Sevmek birbirine değil, birlikte aynı noktaya bakmaktır. exupery
MuratKEREMk
MuratKEREMk

Hasan Basri : Kalbin Aynasında Hakikat

Yorum

Hasan Basri : Kalbin Aynasında Hakikat

( 1 kişi )

0

Yorum

4

Beğeni

5,0

Puan

144

Okunma

Hasan Basri : Kalbin Aynasında Hakikat

Hasan Basrî: Kalbin Aynasında Hakikat

Yazar: Murat Kerem



Küller Arasında Bir Nur

Basra’nın sokakları sessizdi o sabah…
Ufukta ince bir toz bulutu yükseliyor, hurma ağaçlarının gölgesi duvarlara düşüyordu.
Bir köle azat edilmişti; bir çocuk doğmuştu; bir şehir kaderini bekliyordu.
Kimse bilmiyordu ama bu topraklarda bir gün vicdanın diliyle konuşan bir bilge yetişecekti.
Onun sözleri, valilerin emirlerinden daha güçlü olacak; gözyaşları kitaplardan daha çok öğretecekti.

O çocuk bir gün, “Zulümle devlet yürümez.” diyecek,
ve yüzyıllar sonra bile o cümle, adalet arayan her kalpte yankılanacaktı.

O çocuğun adı Hasan’dı…
Ama tarih onu “Basra’nın vicdanı” olarak anacaktı.



Medine’de Bir Çocuk: Rahmet Kokulu Günler

Medine sabahı…
Güneşin ilk ışıkları Ümmü Seleme’nin evine düşüyor, duvarlara Resûlullah’ın kokusu sinmişti.
Beşiğinde bir bebek uyuyordu; yüzünde huzur, alnında nur…
O bebek, gelecekte ümmetin kalbini titretecek olan Hasan idi.

Annesi Hayre, Resûlullah’ın hanımlarından Ümmü Seleme’nin hizmetindeydi [1].
Küçük Hasan o evde büyüdü; Kur’ân tilavetini, sahabelerin gözyaşını, Resûlullah’ın hatırasını o duvarlarda duydu.
Rivayet edilir ki Ümmü Seleme küçük Hasan’ı kucağına alır, alnından öper ve şöyle derdi [2]:

“Bu çocuk, ilimle parlar; kalbiyle insanları diriltir.”

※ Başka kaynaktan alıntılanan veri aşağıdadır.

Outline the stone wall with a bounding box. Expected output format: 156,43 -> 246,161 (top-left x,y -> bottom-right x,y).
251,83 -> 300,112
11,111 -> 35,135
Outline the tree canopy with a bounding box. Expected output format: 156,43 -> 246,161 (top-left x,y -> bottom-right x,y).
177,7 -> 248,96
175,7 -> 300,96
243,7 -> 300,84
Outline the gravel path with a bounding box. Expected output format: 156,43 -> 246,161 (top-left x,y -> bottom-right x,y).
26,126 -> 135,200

Yıllar sonra Hasan Basrî o günleri anlatırken şöyle diyecekti:

“Ben o evde sadece süt içmedim; rahmetin kokusunu içime çektim.”

O koku, ömrü boyunca çıkmadı üzerinden.
Her kelimesi o evin duasından doğdu, her susuşu o duanın yankısıydı.

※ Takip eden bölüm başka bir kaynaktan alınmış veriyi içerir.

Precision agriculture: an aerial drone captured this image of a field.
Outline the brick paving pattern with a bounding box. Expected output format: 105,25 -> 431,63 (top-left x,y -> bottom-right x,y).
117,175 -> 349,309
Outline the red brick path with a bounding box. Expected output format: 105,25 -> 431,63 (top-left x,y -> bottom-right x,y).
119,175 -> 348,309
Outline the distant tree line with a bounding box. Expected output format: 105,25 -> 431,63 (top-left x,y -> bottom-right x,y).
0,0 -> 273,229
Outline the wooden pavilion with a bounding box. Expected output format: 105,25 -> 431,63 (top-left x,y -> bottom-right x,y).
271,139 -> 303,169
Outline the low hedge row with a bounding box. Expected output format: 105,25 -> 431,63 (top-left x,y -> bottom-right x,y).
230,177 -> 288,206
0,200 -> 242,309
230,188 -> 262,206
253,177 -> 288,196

Basra Sabahı: Gözyaşının Hikmeti

Zaman geçti; Medine’nin çocuğu Basra’nın hocası oldu.
Ama şehir artık değişmişti.
Servet artıyor, vicdan küçülüyordu.
Kervanlar altın taşırken, kalpler yoksullaşıyordu.

Hasan Basrî’nin evi ise sessizdi.
Bir köşede hurma çekirdeğini evirip çeviriyor, derin derin düşünüyordu.
Bir gün bir genç gelip fısıldadı:

— “Efendim, günahım çok. Allah beni affeder mi?”

Hasan Basrî tebessüm etti; sesi titrek ama kelimeleri diriydi:
— “Deniz ne kadar derinse, rahmet o kadar geniştir.
Ama yüzmeyi öğrenmeden derine dalan, kendini suçlamasın.”

Genç ağlamaya başladı.
O anda Hasan Basrî ellerini kaldırdı:
— “Ağla evladım, ağla… Çünkü ağlayabilen kalp hâlâ diridir.”

Mescidin taş zemini gözyaşlarıyla ıslanırken dışarıda rüzgâr esiyordu.
Belki bir yaprak kıpırdadı, belki bir dua göğe yükseldi…
Ama o gün Basra halkı ilk defa ilmin kalple birleştiği bir sese tanık oldu.



Bir Şehir, Bir Kalp: Basra’nın Vicdanı

Basra, zenginliğin ortasında yoksul bir şehir gibiydi.
Her evde altın vardı ama adalet yoktu.
Valiler halkın malını topluyor, insanlar susuyordu.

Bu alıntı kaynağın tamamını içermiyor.